Автобиографическая «хроника» * Жизнь и похождения Илариона Модестовича Гомозейки *
I

Рождение в уездном городе. Строгое воспитание – наказание за умничанье. И. М. делается робким и боязливым. Он поступает в губернскую гимназию, против воли матери * , которую насилу убедили, что без этого нельзя будет Илар. Мод. вступить в службу; ибо она помнит своего покойного дядюшку * из ученых, который был горький пьяница и все имение растерял.

Поступление в университет. Тамошние интриги – добивается до степени магистра философии; возвращается на родину; матушка объявляет ему, что он уже не ребенок и на первый раз предлагает высечь старосту на конюшне. Отчаяние И. М.; жизнь в родительском доме – ежедневные мучения, побранки * . Матушка его умирает. Он хочет заниматься хозяйством; приказывает навозить известки на то поле, где сеют пшеницу; сосед, который хочет оттягать у него имение, приказывает свозить известку, чтобы земляне пропала; пшеница не урожается – смех в целом уезде; во время голода продает хлеб за бесценок – еще больший смех. Процессы; продают его имение – все обижают; увещания старого городничего ехать на службу; И. М. предпочитает жить в уездном городке с маленьким капиталом – живет уединенно; его подозревают в делании фальшивых бумажек, сектатором, раскольником и пр. т. п. Спасенная девушка от разврата родных – гонения от оных * . Проезжий господин берет его в Петербург – И. М. решается искать место – употребляет весь свой капитал; решается во всем слушать людей; для приискания места втирается в известные дома; одевается со вкусом; напуганный ищет понравиться каждому не от подлости, но от робости – чтобы только его не обидели и позволили ему спокойно заниматься своим делом и окончить его разные предприятия: его сочинения. Его покровитель, горячий молодой человек, но разбитый, охлажденный светскою жизнию.

Мысль, которая рождается в И. М., – помирить книги со светом и свет с книгами; доселе они были две параллельные линии, и человек читал книгу, в которой выставлен бескорыстный, в то же время жертвовал своим другом для своей выгоды.

Вообще он живет вечно вне себя – его задушит недосказанная мысль.

Семейные обстоятельства Иринея Модестовича Гомозейки, сделавшие из него то, что он есть и чем бы он быть не должен *

Бога ради оставьте меня в покое!

Долгом считаю начать уведомлением, что я никогда бы не решился издать в свет описание моих семейных обстоятельств, если бы к тому не принудил меня мой издатель. И это не одна из тех остроумных выдумок, которыми обыкновенно скромные авторы прикрывают издание в свет посильных грехов своих. Нет; я говорю сущую правду.

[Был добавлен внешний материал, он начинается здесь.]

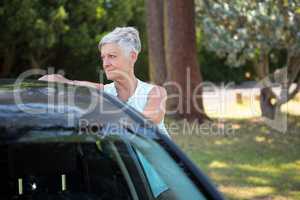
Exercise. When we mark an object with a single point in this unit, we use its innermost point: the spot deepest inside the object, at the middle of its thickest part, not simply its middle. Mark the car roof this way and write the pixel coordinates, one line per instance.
(44, 107)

Когда я представлял сему почтенному человеку, что я еще не сделал на сем свете ничего такого, почему бы происшествия моей жизни могли быть интересными для публики, тогда мой тонкий диалектик, хотя и не литератор, возразил мне: «Эталожная скромность не должна тебя останавливать; каждый день люди, написавшие несколько томов для доказательства, что их авторы не стоят биографии, поверяют публике те тайные причины, с помощию которых они достигли до своей посредственности; если эти господа сообщают читателям свои семейные обстоятельства во имя прежних своих творений, то почему <не> сделать того же во имя буду<щих> твоих произведений; прошедшее есть дело <…> свою биографию. Этот явный софизм не убедил бы меня, когда бы к тому <не присое>динились другие обстоятельства.? Откровенно признаюся: если, с одной стороны, я должен сетовать на моего почтенного издателя за то, что он собранные мною сказки обернул в такую обвертку, которая лучше содержания, то, с другой стороны, не могу не быть благодарным за все его усилия сделать мое произведение достойным читателей и достойным до такой степени, что мою книгу, смело могу сказать, можно держать в руках без перчаток. Словом, мой издатель своими услугами приобрел надо мною такое право, что пред его желанием должно исчезнуть всякое с моей стороны недоумение. К тому же он представил мне, что я навлек на него разные хлопоты; что стрелы критиков, пролетая сквозь меня как будто сквозь какой-то фантом, попадали прямо в издателя; что ему, человеку солидному и деловому, очень было неприятно видеть, как поминали в журналах его почтенное имя, которое доселе он с честию подписывал под одними биржевыми сделками; что все основательные и благоразумные люди осуждали его великодушие; и, наконец, что многие самые благомыслящие читатели находили противоречие в моем характере, не могли согласить моей студенческой точки зрения с претензиями на фешенебельство и даже отказывали мне в чести существовать на сем свете, носить звание магистра философии и быть членом разных ученых обществ.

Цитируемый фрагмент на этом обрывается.